Whilst researching the subject, I found this post on an Irish 4×4 enthusiasts’ forum. It is self-explanatory: –
I was taking to the guy who does my DOE’s (MOT) when I was getting the D22 done and he says he sees loads of D40’s coming in with this problem, always in the same place, passengers side, outside of the chassis leg, just behind the forward tub mounting point. Starts off as corrosion, ends in a crack, mine is just about going from the corrosion stage and will need to be plated.
They have no problem signing off a chassis like this as long as it has been properly plated along with an engineers report which they can provide.
In the UK also, the problem has become so bad, there is now a Facebook group who call themselves the Nissan Navara snapped chassis group – this in itself speaks volumes!
The following eight images are all of UK-based D40 Nissan Navaras, a model which – correct me if I’m wrong – wasn’t launched until 2006.

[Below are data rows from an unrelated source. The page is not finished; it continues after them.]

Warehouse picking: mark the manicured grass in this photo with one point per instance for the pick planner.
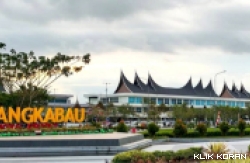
(211, 133)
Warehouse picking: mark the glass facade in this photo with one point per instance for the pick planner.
(173, 101)
(114, 100)
(153, 100)
(166, 101)
(160, 101)
(179, 101)
(135, 100)
(58, 101)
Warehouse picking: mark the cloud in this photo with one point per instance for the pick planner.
(172, 39)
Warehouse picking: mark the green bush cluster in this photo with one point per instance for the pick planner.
(241, 126)
(137, 155)
(152, 129)
(202, 128)
(191, 134)
(121, 127)
(224, 128)
(180, 128)
(227, 161)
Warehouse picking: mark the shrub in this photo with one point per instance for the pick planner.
(180, 128)
(96, 124)
(161, 156)
(121, 127)
(224, 127)
(217, 148)
(201, 128)
(192, 134)
(191, 125)
(152, 129)
(133, 156)
(241, 126)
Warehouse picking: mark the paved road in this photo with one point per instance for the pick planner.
(74, 159)
(240, 146)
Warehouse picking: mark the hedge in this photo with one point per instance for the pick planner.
(136, 155)
(193, 133)
(227, 161)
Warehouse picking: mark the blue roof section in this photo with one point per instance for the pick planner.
(2, 89)
(153, 88)
(244, 91)
(236, 93)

But is the problem simply due to bad design from Day One, or some of Nissan’s worldwide manufacturing plants using inferior steel in its products, or could it be that owners are unwittingly adding to the corrosion problem themselves?
Well it seems that when owners modify the suspension set-up, that can definitely speed up the process. Adding airbag suspension for instance can lead to warranty disputes (understandable given that the factory set-up has been altered), and weight too is a vital factor. Exceed a manufacturer’s payload, you are asking for trouble. Here follows a quote from an Aussie 4×4 enthusiast on an independent Nissan forum:-
This guy is going on about how the total weight was within the GVM (gross vehicle weight rating) limits. It is not always a question of total weight, but the weight distribution. Judging from the pictures, it looks to me as if he overloaded with too much weight behind the rear wheels. Any chassis will bend under such circumstances.
Edit: In addition, he had fitted airbags to the rear springs, which changed the chassis load to a point loading situation as opposed to distributing the load, and he had two long-range fuel tanks fitted, a 130l tank behind the rear axle and another 120 l in front. Methinks he just overloaded.
All good points. The thing is, Nissan are not likely to admit responsibility for rust attacking their chassis, even if the vehicles in question are less than 10 years old, nor are they going to refund customers who alter their products by adding aftermarket accessories. Likewise, it’s the responsibility of the owner to ensure his/her vehicle is not overloaded.
And what of camper conversions, many of which are demountable as the pick-up is ideally suited for this role? Who is liable when your overnight accommodation decides to part company with the cab – the manufacturer, the conversion company, you for overloading your vehicle?
Who knows what the answer is? All we at Europe 4×4 Mag are advising is …
CHECK THE CHASSIS ON YOUR PICK-UP!!!
After all, it may cost you some cash to have the rot or cracks/potential cracks repaired/strengthened before they occur, but it’s better than causing an accident or getting stuck in the middle of nowhere.
Don’t forget, in the case of even a standard crew-cab Navara (or any make of pick-up), in the event of a major collision, the rear section could become totally detached, meaning that you go can one way, your rear-seat passengers – including your children – can go another!
Scaremongering? We don’t think so, prevention is a lot better than cure!